Quelle mouche a bien pu piquer simultanément les nombreux médias de masse qui ont relayé en chœur ce week-end, soit deux mois après leur publication par le Centre National du Cinéma et de l’image animée, les excellents chiffres de l’exportation de programmes d’animation français ? Raréfaction des bons résultats en matière de commerce extérieur ? Habituel retard à l’allumage en ce qui concerne les secteurs marginaux de la culture ? Torpeur estivale ?
D’aucunes mauvaises langues émettent l’hypothèse d’un effet « université d’été du Medef », où, comme je l’ai indiqué l’année dernière, le marché de l’animation française est devenue l’un des faire-valoir emblématiques du discours grand-patronal, via le Syndicat des Producteurs de Films d’Animation* (SPFA).

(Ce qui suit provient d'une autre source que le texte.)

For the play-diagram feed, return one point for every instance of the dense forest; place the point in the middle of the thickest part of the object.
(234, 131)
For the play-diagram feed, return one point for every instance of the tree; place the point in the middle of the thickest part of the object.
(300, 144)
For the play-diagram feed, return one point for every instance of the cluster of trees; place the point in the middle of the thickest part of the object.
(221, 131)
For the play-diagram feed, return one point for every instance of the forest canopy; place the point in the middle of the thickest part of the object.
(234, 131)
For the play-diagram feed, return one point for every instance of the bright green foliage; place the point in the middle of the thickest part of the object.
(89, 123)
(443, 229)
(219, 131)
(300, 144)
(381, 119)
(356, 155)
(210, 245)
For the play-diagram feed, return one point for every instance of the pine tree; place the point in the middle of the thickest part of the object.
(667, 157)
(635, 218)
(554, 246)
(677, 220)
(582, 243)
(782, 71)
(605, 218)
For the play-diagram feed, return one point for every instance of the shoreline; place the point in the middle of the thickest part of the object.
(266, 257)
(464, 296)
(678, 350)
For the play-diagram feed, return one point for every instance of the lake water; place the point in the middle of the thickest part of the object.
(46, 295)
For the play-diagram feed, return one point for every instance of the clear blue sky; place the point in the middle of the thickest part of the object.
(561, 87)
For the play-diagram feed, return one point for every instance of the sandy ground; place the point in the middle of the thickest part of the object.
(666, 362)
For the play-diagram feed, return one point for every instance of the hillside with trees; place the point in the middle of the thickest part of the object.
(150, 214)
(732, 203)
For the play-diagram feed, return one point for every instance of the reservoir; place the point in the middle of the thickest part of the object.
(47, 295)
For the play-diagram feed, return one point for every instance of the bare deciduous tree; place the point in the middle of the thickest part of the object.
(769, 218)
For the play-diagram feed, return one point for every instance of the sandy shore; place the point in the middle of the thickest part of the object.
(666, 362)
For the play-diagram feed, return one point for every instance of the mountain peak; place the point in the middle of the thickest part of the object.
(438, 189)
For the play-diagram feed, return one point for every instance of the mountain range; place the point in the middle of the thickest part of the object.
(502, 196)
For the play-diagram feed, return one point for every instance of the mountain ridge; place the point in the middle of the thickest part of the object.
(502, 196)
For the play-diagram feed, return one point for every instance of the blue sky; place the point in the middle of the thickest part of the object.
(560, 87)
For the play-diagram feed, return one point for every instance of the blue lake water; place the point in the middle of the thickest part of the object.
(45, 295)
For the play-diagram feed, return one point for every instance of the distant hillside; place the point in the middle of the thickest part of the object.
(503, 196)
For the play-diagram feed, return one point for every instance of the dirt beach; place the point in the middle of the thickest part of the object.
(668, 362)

Les services « économie » de nos principaux organes de presse couvrant unanimement ce raout annuel « incontournable », ceci expliquerait peut-être cela…
Mais, ne donnons pas trop d’échos ici à ces médisances et focalisons-nous sur l’essentiel : l’animation industrielle nationale – ou « initiée » par des fonds français (la nuance est importante) – s’est rarement aussi bien portée !
Volumes de production en forte augmentation, relocalisation significative des dépenses de production, augmentation de la part des rediffusions, « consommation délinéarisée(1) de programmes jeunesse en forte croissance« , leadership à l’exportation des programmes (notamment vers les territoires jadis moins poreux aux productions françaises, Royaume Uni et États-Unis en tête), situation inédite de plein-emploi, voire de « sur-emploi », …
Tout invite à l’auto-congratulation victorieuse.
Cette fois encore, je ne me risquerais pas à un commentaire détaillé des entre-lignes de ce rapport en trompe-l’œil. Je n’en ai ni le temps, ni l’envie. Et je peux aisément parier sur l’intelligence des lecteurs de ce blog pour déceler par eux-mêmes les raccourcis, les silences pudiques et autres arrangements avec la réalité des réussites économiques arborées en étendards.
Je formulerai cependant le souhait que les signaux encourageants qui foisonnent dans ce bilan annuel incitent enfin nos décideurs institutionnels – principalement en régions – à soutenir concrètement le développement d’offres publiques susceptibles de stimuler sur le long terme la diversité artistique de la création audiovisuelle au sens large, tout en facilitant la vitalité et la pérennisation d’un vivier conséquent d’emplois stables (autrement dit « non-précaires »), non-délocalisables, transversaux, générateurs de valeurs patrimoniales.
Il n’est pas interdit de rêver…
> Téléchargez le rapport du CNC « Le marché de l’animation en 2016 »
> Téléchargez le communiqué du presse élogieux du SPFA
(1) Contournement de la diffusion linéaire, c’est-à-dire imposée par une grille-horaire de programmes, grâce aux fonctionnalités de « podcast » ou de « catch-up TV ».